A : Une de mes connaissances proches, que j’ai vu souffrir, ne pas avancer sur la liste d’attente et subir des séances de dialyse constantes, a reçu un rein de son meilleur ami (donneur vivant). C’est pour cette raison qu’en 2017, pendant ma présidence de notre section à la JCI, je me suis fixée pour objectif d’améliorer le don d’organe en Suisse. Lors d’une réunion du comité de projet, Julien a proposé de lancer l’initiative populaire, tous l’ont soutenu avec enthousiasme. Je ne pensais jamais que cette équipe allait dépasser mes attentes de présidente.

Le sujet du don peut-il être qualifié de tabou ?
J :
Le don d’organe n’est pas en soi un sujet considéré tabou. Ce qui est tabou est de devoir parler de votre mort et de votre position à cet égard. Les gens préfèrent ne pas en parler et, par conséquent, lorsqu’une personne meurt, les membres de sa famille ne sont pas au courant de sa volonté. Souvent un avis contraire dissimule un manque d’information sur le sujet. De fait, les personnes rencontrées ont souvent changé d’avis leurs doutes une fois dissipés.

Comment expliquez-vous que, selon le rapport IRODaT (International Registry in Organ Donation and Transplantation) du 3/2019, il y avait 17,2 donneurs suisses par million d’habitants en 2017, alors qu’en Espagne, qui occupe la première place en Europe, on en comptait 46,9 ?
A : A notre avis, la grande différence réside dans le consentement présumé qui existe déjà en Espagne. Grâce à cette nouvelle mesure, ainsi qu’au plan d’action défini par la Confédération, déjà en place depuis quelques années, nous pourrons atteindre des chiffres plus élevés (environ 30 donneurs par million d’habitants).

Le 22 mars 2019, vous avez remis plus de 113.000 signatures à la Chancellerie fédérale. Étiez-vous sûr d’atteindre l’objectif minimum de 100.000 signatures ? Quels obstacles avez-vous rencontrés ?
A :
C’est une cause noble et au début nous étions convaincus que nous pourrions facilement l’atteindre. Au bout du compte, 9 interrogés sur 10 ont signé l’initiative, mais nous avons dû dépenser plus d’énergie que prévu, du fait notamment que les gens ne prenaient pas le temps de remplir et de rendre le document signé. Il a donc été nécessaire de les rencontrer dans la rue.
M :
De plus, le décompte de toutes les signatures ainsi que leur répartition entre 2’200 communes et cantons s’est révélé un travail coûteux, en énergie et financièrement.

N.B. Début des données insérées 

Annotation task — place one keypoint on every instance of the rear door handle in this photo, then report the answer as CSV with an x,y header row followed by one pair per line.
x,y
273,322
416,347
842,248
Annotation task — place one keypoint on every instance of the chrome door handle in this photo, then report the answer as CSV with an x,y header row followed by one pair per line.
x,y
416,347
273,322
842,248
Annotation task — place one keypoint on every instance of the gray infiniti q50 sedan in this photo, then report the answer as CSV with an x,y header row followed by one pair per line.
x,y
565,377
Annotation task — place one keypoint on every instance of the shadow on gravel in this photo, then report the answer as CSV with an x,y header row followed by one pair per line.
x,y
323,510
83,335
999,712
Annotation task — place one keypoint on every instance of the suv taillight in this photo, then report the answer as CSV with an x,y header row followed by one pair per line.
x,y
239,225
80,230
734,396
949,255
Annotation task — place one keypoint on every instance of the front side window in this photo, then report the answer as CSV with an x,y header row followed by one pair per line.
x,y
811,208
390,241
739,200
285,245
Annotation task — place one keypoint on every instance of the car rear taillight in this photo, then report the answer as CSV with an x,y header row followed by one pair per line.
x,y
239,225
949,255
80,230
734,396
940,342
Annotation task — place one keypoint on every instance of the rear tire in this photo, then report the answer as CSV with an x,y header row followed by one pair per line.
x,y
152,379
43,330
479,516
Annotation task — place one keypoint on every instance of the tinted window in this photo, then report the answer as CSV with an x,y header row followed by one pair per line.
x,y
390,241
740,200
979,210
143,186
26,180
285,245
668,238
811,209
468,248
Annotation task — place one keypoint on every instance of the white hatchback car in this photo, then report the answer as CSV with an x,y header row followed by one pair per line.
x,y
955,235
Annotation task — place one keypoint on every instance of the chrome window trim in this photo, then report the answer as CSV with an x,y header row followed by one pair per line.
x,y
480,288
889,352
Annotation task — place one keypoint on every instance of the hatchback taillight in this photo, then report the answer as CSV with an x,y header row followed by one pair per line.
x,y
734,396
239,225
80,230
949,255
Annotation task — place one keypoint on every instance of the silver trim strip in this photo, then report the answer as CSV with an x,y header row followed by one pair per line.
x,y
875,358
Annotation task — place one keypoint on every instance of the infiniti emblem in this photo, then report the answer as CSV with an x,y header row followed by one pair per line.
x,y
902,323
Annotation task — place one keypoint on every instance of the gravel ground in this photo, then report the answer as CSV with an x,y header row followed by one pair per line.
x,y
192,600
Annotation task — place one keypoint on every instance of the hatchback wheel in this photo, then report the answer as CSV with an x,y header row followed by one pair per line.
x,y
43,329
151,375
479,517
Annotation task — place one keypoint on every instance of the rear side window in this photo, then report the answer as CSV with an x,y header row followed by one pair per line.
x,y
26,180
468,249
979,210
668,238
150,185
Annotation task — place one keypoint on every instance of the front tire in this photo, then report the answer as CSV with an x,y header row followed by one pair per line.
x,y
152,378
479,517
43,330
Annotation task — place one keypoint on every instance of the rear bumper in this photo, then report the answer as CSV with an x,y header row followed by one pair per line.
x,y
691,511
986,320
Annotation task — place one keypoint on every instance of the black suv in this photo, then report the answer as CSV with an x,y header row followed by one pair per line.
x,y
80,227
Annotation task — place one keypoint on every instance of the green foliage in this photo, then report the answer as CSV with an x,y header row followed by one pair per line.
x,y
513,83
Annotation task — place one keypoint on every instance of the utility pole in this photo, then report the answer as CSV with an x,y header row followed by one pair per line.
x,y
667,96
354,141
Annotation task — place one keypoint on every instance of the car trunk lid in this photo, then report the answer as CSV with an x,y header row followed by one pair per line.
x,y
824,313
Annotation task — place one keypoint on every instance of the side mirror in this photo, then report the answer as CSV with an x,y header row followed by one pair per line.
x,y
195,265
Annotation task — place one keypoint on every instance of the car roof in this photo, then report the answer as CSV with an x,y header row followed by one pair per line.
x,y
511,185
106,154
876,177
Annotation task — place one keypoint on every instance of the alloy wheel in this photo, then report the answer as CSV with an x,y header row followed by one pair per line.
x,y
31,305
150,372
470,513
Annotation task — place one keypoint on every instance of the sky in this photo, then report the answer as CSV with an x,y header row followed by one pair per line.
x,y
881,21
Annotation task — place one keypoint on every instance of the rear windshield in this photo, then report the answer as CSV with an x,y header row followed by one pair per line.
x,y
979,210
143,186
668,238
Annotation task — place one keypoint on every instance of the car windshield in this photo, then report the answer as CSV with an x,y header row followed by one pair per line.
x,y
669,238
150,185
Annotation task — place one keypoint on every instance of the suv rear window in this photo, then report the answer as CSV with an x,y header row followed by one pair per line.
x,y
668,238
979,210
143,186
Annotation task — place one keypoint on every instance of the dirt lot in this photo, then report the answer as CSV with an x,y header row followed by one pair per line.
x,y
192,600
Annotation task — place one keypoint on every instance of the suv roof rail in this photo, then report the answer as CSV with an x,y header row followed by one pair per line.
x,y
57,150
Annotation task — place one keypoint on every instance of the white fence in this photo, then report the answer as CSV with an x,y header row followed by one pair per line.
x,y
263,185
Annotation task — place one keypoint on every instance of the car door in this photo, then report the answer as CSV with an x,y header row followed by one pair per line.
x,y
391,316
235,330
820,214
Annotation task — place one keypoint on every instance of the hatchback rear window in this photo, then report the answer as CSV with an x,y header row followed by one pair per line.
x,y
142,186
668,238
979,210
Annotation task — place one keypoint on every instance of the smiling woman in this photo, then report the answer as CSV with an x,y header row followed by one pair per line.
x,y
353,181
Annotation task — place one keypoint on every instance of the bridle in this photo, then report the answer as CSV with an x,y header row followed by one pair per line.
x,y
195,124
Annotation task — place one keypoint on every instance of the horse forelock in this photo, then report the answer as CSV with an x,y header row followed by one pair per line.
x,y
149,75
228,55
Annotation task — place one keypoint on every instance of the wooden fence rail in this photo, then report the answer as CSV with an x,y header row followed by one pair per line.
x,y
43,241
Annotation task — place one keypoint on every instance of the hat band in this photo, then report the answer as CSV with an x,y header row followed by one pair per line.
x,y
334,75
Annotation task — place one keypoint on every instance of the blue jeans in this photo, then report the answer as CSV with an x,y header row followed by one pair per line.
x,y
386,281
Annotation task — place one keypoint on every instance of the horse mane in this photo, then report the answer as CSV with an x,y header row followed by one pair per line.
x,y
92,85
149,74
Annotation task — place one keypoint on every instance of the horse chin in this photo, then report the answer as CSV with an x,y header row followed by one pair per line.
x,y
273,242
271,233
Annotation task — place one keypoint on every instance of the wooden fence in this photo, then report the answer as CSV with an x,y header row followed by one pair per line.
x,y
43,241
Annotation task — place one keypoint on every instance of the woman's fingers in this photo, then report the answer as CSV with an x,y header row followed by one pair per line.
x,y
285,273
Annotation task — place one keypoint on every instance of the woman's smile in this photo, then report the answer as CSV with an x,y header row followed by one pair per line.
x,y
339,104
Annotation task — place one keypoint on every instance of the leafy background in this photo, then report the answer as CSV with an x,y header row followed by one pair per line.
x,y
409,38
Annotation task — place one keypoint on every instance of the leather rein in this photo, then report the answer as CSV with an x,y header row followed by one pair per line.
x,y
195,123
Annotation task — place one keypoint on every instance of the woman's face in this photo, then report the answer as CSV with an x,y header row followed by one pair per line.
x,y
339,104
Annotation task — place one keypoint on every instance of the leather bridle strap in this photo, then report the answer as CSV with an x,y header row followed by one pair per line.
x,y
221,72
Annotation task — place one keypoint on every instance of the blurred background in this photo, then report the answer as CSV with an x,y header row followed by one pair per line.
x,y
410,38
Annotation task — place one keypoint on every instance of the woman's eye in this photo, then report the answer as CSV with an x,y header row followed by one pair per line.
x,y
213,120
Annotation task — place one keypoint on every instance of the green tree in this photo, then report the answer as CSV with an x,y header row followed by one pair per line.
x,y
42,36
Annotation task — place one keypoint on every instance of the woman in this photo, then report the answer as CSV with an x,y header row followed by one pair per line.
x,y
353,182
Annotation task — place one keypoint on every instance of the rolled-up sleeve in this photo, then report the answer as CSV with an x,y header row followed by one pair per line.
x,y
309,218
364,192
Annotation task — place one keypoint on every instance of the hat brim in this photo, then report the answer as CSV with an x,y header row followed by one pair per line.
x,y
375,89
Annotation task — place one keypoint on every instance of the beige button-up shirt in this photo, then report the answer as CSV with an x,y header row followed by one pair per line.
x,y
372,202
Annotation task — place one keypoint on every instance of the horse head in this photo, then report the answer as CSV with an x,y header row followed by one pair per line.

S’occuper de cette campagne représente un effort considérable en termes de temps...
J :
Oui, une grande partie de l’activité a été faite pendant mon temps libre. Ce sont des heures et des heures de travail. Un grand merci à l’équipe pour ses efforts incroyables! Pour citer Mark Twain“, ils ne savaient pas que c’était impossible, alors ils l’ont fait.

Quelles sont les prochaines étapes ?
A :
Nous sommes en pleine procédure de consultation de la contre-proposition indirecte présentée par le Conseil fédéral. Nous sommes heureux que leur proposition aille dans le même sens que la nôtre. Les parlementaires seront appelés à voter probablement en automne 2020 et, en fonction du résultat, il y aura un débat sur le retrait ou pas de l’initiative. Ce n’est qu’à ce moment là qu’une date sera fixée pour le vote populaire.

Le processus est plutôt long et compliqué. Nous espérons que, quel que soit l’avenir
de cette initiative, la Suisse en sortira plus consciente et plus responsable sur une question aussi sensible et primordiale que le don d’organe. A notre avis, éviter qu’un membre de la famille, soit obligé d’assumer la responsabilité de ce douloureux choix, doit devenir une priorité. C’est pourquoi il est important que tout un chacun se pose cette question et inscrive clairement sa décision. Aujourd’hui, il est encore plus facile de le faire directement sur le site www.registre-don-organes.ch.